The judgment, delivered by Justice Neena Bansal Krishna on May 29, 2026, represents a comprehensive rejection of the allegations that formed the basis of nearly six years of investigation into the news portal’s foreign investment transactions. The Court not only found that the allegations failed to disclose the commission of any cognisable offence but went considerably further, characterising the proceedings as mala fide, arbitrary and an abuse of investigative powers directed against independent journalism.

The Court observed:

Not only are the present proceedings only mala fide, but also an arbitrary attack and abuse of powers on the free and impartial journalism of the Petitioners.” (Para 121)

The finding is remarkable both for its breadth and for the language employed by the Court. While courts frequently examine the legality of investigations, it is comparatively rare for a constitutional court to explicitly connect the exercise of investigative powers with concerns regarding press freedom and the functioning of independent media.

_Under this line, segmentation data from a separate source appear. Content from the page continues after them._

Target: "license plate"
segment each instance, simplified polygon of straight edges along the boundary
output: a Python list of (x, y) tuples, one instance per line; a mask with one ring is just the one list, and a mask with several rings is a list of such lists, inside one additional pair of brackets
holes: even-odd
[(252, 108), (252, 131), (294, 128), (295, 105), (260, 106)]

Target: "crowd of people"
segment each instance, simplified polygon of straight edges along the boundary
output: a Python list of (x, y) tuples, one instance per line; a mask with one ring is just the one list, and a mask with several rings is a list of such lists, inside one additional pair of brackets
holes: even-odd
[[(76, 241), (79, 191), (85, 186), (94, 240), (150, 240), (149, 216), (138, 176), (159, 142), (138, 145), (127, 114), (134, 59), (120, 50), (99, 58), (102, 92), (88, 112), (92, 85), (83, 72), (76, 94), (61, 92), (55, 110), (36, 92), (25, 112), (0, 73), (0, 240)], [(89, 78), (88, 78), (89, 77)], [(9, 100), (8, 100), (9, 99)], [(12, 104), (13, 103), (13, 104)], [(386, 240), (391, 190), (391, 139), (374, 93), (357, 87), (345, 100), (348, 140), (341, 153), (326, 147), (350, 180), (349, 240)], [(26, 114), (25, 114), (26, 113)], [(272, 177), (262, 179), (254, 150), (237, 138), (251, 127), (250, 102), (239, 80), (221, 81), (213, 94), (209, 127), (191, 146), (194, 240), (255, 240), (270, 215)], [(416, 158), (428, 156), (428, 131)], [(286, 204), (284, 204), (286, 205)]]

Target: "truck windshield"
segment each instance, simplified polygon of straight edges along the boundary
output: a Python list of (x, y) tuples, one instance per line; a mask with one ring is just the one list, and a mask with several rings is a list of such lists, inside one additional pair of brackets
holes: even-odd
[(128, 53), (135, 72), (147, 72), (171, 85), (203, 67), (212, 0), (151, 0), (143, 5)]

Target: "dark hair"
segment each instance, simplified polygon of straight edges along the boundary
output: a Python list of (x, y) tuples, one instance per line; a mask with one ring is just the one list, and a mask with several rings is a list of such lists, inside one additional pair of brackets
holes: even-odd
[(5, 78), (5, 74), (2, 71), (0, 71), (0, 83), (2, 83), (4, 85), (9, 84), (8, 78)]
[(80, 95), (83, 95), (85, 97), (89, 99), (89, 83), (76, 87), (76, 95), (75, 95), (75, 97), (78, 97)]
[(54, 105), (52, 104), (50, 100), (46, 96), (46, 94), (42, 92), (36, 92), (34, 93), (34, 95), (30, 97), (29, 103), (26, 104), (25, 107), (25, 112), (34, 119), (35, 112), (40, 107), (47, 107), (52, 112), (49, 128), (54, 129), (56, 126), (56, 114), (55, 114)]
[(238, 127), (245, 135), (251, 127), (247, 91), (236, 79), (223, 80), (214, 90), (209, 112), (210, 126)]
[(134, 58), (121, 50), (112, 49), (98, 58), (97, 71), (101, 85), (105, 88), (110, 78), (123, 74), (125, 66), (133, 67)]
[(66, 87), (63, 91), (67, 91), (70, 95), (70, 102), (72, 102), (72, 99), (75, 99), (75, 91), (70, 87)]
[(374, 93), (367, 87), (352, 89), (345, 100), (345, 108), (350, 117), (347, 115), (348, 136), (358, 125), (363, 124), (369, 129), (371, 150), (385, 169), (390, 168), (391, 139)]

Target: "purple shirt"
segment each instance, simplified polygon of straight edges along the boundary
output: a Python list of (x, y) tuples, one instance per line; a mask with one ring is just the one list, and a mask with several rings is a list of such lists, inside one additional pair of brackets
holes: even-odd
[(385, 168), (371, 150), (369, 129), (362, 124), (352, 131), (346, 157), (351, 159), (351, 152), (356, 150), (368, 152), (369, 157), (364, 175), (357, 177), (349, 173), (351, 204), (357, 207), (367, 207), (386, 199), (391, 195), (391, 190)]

The Background: Foreign investment, criminal allegations and ED action

The case arose out of an investment received by PPK Newsclick Studio Pvt. Ltd., the company operating NewsClick, from US-based Worldwide Media Holdings LLC.

According to the allegations, NewsClick received approximately USD 1.5 million, amounting to around ₹9.59 crore, in April 2018 through a share subscription arrangement. The EOW alleged that the shares had been deliberately overvalued in order to circumvent restrictions governing foreign direct investment in news media entities. It was further alleged that the funds received through the investment were siphoned away through salaries, consultancy fees, rent and other operational expenditures.

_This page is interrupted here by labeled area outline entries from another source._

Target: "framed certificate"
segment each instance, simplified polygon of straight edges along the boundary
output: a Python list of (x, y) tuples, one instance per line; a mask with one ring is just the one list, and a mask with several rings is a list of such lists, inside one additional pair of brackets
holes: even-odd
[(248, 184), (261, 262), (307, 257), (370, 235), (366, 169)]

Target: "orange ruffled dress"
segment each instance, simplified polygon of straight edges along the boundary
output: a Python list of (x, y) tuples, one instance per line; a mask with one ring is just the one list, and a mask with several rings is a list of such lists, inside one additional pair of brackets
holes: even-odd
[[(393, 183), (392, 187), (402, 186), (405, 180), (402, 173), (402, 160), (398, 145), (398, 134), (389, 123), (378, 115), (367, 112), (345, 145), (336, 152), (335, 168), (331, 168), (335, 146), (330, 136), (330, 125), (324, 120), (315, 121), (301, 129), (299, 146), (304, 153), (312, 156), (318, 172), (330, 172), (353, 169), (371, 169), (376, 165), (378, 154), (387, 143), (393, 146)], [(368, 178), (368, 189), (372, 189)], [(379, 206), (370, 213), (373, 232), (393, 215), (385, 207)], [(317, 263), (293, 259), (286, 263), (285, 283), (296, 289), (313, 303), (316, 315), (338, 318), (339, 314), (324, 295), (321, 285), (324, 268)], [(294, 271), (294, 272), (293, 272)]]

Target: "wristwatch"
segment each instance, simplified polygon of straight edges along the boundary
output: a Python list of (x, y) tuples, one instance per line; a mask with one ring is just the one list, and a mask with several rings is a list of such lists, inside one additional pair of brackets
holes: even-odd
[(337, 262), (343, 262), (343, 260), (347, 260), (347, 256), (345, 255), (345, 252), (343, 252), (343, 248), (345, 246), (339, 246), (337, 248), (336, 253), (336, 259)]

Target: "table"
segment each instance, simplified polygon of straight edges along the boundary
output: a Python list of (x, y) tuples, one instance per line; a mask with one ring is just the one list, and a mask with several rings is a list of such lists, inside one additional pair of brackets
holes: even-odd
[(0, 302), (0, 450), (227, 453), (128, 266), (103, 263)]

Based on these allegations, an FIR was registered in August 2020 under Sections 406, 420 and 120B of the Indian Penal Code. Shortly thereafter, the Enforcement Directorate registered an Enforcement Case Information Report (ECIR) under the Prevention of Money Laundering Act (PMLA), treating the offences alleged in the FIR as scheduled offences capable of triggering a money laundering investigation.

The ED subsequently conducted extensive searches and seizures, raided NewsClick’s offices and the residences of journalists associated with the platform, and repeatedly summoned Purkayastha and other employees for questioning.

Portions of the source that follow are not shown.